From rocker to doctor
Not many doctors can say they've been mentioned in SPIN, the influential music industry news source that once published as a popular magazine.
The 2006 spotlight piece introduces the ultra-cool SPIN audience to guitarist Dave Cykert and his band. It also, maybe unintentionally, predicts the future.
“… despite early gigs with the likes of the Killers and Puddle of Mudd, they're not quitting their day jobs: Cykert is a scientist …”
Today, Spartanburg audiences may know the guitarist as David Cykert, MD, the newest physician at Medical Group of the Carolinas – Internal Medicine – Westside.

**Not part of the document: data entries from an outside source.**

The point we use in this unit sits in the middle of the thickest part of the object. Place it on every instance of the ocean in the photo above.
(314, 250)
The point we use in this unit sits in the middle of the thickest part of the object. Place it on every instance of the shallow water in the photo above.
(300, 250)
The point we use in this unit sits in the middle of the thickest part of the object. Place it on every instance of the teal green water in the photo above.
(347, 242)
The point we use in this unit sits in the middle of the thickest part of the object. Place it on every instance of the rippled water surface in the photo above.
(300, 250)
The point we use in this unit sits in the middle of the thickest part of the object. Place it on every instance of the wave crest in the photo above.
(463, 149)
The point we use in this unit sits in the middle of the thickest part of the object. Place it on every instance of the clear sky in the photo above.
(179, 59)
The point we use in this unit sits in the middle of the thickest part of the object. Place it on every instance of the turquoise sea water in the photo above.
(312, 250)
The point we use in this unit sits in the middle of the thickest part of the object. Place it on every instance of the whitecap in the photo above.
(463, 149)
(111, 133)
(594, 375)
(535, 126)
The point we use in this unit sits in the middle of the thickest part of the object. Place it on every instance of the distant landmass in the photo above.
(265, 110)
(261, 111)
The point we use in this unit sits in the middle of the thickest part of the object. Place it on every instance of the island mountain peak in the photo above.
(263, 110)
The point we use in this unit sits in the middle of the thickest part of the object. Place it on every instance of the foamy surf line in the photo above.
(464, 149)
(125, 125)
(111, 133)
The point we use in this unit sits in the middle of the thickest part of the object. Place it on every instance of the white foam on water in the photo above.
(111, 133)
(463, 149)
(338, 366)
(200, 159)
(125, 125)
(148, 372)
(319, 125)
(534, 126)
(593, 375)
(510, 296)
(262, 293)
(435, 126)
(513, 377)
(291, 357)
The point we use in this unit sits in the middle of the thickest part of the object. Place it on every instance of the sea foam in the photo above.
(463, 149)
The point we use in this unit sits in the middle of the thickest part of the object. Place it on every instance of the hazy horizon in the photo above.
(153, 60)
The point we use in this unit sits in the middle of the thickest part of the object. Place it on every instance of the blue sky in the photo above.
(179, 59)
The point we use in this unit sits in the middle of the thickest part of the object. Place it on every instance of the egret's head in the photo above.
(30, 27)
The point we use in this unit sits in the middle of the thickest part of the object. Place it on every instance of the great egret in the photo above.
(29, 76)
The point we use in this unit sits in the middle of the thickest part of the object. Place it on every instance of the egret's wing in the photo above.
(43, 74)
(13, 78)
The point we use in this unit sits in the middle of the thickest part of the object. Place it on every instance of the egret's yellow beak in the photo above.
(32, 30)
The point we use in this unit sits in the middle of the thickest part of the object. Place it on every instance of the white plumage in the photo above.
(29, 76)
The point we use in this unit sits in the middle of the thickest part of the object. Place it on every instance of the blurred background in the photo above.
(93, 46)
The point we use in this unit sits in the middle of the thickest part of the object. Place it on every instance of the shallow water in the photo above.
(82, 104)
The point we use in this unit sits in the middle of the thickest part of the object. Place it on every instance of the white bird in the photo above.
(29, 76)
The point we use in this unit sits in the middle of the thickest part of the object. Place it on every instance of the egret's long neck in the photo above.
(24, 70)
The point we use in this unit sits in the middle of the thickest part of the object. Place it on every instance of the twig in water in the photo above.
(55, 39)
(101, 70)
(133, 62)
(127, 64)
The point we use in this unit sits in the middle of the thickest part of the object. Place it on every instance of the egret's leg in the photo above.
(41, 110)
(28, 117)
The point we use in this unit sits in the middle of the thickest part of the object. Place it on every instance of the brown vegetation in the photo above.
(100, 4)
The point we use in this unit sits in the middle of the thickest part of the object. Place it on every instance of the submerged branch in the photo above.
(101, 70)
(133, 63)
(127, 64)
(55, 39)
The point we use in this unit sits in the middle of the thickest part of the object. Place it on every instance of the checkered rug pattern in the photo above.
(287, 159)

Cykert graduated high school in Burlington, N.C., in 1997 and attended the University of North Carolina at Chapel Hill. A renaissance man, Cykert fenced, completed an honors thesis in evolutionary biology, and rowed as part of the UNC Men's Crew Team.

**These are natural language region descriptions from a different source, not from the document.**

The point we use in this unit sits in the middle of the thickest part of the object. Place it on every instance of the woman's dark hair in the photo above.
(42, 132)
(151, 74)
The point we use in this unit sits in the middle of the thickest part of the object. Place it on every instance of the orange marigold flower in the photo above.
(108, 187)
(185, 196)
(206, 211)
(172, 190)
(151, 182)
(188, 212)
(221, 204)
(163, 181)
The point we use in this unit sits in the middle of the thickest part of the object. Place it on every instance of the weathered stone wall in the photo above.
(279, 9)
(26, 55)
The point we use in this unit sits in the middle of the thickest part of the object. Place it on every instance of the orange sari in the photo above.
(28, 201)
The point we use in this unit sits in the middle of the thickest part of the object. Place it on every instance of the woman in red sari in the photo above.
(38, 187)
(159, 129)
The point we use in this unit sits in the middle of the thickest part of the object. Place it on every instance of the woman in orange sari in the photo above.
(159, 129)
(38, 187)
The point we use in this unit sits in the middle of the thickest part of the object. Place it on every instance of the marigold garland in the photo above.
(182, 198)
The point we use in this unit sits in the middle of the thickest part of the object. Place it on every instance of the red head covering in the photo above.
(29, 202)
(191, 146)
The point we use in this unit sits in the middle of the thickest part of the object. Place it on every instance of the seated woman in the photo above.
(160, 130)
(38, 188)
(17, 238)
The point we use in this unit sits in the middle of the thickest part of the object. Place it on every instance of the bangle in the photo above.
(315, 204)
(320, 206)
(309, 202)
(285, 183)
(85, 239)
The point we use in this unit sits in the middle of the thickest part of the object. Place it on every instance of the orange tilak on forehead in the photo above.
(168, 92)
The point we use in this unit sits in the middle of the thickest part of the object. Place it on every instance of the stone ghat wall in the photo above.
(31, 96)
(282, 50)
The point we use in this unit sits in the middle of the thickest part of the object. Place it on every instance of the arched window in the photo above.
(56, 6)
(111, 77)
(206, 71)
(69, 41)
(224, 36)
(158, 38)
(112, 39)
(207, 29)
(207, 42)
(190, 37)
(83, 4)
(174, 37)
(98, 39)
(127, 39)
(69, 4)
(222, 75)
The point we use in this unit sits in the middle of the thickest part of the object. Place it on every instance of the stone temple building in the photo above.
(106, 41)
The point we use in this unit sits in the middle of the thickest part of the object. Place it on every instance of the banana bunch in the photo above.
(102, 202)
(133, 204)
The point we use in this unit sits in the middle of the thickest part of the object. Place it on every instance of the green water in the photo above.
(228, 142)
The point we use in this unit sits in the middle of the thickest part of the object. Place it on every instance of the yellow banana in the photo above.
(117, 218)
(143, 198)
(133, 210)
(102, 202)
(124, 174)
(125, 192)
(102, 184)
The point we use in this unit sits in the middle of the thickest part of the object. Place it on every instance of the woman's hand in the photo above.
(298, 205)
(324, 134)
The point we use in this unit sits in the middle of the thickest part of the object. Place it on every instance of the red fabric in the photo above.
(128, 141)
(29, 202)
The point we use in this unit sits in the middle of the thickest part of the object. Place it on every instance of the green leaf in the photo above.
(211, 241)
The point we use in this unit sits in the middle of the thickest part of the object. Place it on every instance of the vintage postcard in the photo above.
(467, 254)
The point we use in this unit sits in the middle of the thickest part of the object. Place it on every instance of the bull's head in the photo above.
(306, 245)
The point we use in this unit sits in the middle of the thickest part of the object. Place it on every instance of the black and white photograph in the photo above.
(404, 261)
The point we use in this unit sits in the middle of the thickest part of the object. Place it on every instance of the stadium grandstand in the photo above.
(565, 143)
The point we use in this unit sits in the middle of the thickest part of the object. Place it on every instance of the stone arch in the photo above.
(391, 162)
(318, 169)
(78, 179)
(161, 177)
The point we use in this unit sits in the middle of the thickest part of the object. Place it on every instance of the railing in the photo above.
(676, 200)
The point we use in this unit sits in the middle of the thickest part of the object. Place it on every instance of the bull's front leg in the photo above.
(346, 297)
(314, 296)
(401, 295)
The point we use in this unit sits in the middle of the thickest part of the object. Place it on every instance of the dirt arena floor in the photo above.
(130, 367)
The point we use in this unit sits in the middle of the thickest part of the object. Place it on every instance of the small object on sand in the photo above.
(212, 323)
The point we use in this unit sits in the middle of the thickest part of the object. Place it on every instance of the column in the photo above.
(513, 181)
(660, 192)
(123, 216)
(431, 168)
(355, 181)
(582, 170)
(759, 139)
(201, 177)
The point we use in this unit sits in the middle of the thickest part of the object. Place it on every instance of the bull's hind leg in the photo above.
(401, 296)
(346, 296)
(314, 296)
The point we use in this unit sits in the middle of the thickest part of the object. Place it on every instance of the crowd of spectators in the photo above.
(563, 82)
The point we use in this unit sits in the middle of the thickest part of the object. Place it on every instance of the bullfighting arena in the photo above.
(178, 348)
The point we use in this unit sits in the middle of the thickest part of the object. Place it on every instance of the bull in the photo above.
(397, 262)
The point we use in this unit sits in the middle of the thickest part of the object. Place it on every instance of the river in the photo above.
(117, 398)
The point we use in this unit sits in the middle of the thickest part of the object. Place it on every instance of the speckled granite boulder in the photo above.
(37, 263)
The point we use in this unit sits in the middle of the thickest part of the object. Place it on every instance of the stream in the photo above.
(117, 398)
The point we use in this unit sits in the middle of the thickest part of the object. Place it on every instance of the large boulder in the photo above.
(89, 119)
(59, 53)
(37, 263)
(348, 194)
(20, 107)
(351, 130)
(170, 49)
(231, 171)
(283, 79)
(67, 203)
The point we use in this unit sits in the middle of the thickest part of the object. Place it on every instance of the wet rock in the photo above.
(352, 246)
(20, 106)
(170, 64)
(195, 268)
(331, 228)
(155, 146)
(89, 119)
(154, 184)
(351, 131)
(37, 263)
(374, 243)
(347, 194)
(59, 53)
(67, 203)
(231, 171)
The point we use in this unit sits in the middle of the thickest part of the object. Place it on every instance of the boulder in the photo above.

Cykert graduated with a biology degree in 2001 just as his music career was taking off.
“I was exploring a medical degree when my garage band got offered a contract,” Cykert said.
Heeding the call
In the background, however, medicine continued to call. While with the band, Cykert worked in the pharmaceutical industry. He also volunteered in health clinics and worked as an EMT.
“The more I helped people and pursued medicine, the better I felt,” Cykert said.
He returned to school in 2012 and earned his doctor of medicine degree from the Medical University of South Carolina in 2016. He returned to UNC-Chapel Hill to take part in the internal medicine residency program.
He met his wife, Patty, during his intern year of residency at Chapel Hill. Patty Cykert, a nurse practitioner, joined Medical Group of the Carolinas – Gastroenterology – Spartanburg in July.
Cykert recalls meeting her and thinking, “This is my person.”
“There is something special about her,” Cykert said. “There's a light to her.”
Studying disparities
While in medical school, Cykert studied the impact of ethnicity, socioeconomic status and geographic location on health as part of the MUSC Center for Health Disparities Research. He also researched how those factors affect the way Type 2 diabetes patients care for their condition.
Removing barriers to healthcare is important to Cykert, who said he would work with people in clinics, churches and conduct public information sessions if it helped improve community wellbeing.
“So many things impact health,” Dr. Cykert said. “The environment we're exposed to affects your genes and your children's genes. There's a lot of ways to keep each other healthy if we think about health like that.”
‘The patient is the boss'
Developing a doctor-patient relationship over time is also important to the process. Part of that involves asking patients about their goals and helping to meet them.
“I'm an advisor,” Dr. Cykert said. “The patient is the boss. They're the ultimate practitioner of their health.”
While not a vegetarian, Dr. Cykert eats meat sparingly and adheres to a largely plant-based diet.
“Life is about balance, and nutrition is a medicine of sorts,” Dr. Cykert said. “The way that we eat is such a part of who we are.”
It's difficult to make hard and fast rules in nutrition. It's important to meet people where they're at in life.
“I want to be able to tell a patient, ‘I've done this. It worked for me. It might not for you,'” Dr. Cykert said.